Cabu, le Grand Duduche ! Le type le plus gentil du monde avec sa tête de vieil adolescent – et qui ne mordait vraiment que le marqueur à la main ! Wolinski ! Oncle Bernard ! Tignous ! Charb ! Honoré ! Sans oublier les pauvres flics et les autres collaborateurs du journal… Un massacre pour quoi ? Pour des dessins. On répond à des dessins par des balles. Et il ne faudrait pas prononcer le mot « barbarie » ? Très bien, alors. Il me semblait pourtant que des êtres civilisés, s’ils se sentaient blessés par un dessin, pouvaient toujours en discuter, réagir dans la presse, ou à la rigueur saisir la justice. Non. Là, trois abrutis cagoulés peuvent entrer dans un journal pour abattre froidement douze personnes, parce qu’ils n’ont pas apprécié que l’on souille le nom de leur « prophète ». Et c’est ainsi qu’Allah est grand.
Qui aurait pu imaginer que Cabu finirait ainsi ? À soixante-seize ans, on pouvait lui souhaiter, au moins, de crever dans son lit, comme la plupart des gens… Le voilà « martyr de la liberté d’expression » – ça doit lui faire une belle jambe !

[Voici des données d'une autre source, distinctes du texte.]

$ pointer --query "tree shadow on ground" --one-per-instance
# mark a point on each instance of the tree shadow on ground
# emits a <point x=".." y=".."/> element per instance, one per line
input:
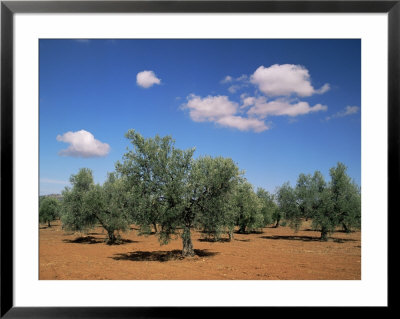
<point x="161" y="256"/>
<point x="307" y="238"/>
<point x="94" y="240"/>
<point x="211" y="240"/>
<point x="84" y="240"/>
<point x="249" y="232"/>
<point x="245" y="240"/>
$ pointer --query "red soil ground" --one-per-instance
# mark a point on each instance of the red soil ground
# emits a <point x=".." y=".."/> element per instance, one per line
<point x="274" y="253"/>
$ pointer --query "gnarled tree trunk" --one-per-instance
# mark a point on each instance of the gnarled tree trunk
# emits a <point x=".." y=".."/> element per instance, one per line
<point x="324" y="234"/>
<point x="230" y="233"/>
<point x="111" y="238"/>
<point x="187" y="250"/>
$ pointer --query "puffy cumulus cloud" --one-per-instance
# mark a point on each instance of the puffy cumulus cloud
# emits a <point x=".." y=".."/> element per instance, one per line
<point x="349" y="110"/>
<point x="285" y="80"/>
<point x="222" y="111"/>
<point x="226" y="79"/>
<point x="82" y="144"/>
<point x="147" y="79"/>
<point x="210" y="108"/>
<point x="262" y="108"/>
<point x="243" y="123"/>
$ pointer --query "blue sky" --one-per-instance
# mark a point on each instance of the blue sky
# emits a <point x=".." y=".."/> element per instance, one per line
<point x="278" y="108"/>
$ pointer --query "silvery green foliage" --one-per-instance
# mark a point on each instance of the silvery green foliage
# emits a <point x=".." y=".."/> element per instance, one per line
<point x="346" y="197"/>
<point x="108" y="205"/>
<point x="249" y="207"/>
<point x="287" y="204"/>
<point x="73" y="216"/>
<point x="85" y="204"/>
<point x="169" y="188"/>
<point x="337" y="203"/>
<point x="268" y="205"/>
<point x="212" y="182"/>
<point x="49" y="208"/>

J’étais en train d’écrire ma prochaine chronique de Jupiter, ce midi, quand la nouvelle est tombée sur mes téléscripteurs… Vous comprendrez que ça ait un peu perturbé ma rédaction. Charlie et son drôle de drame a tout foutu par terre. Fini de rire. Pour un temps, au moins : il faut que je recharge mes batteries, que mes zygomatiques se remusclent un peu… Je suis à vous tout de suite.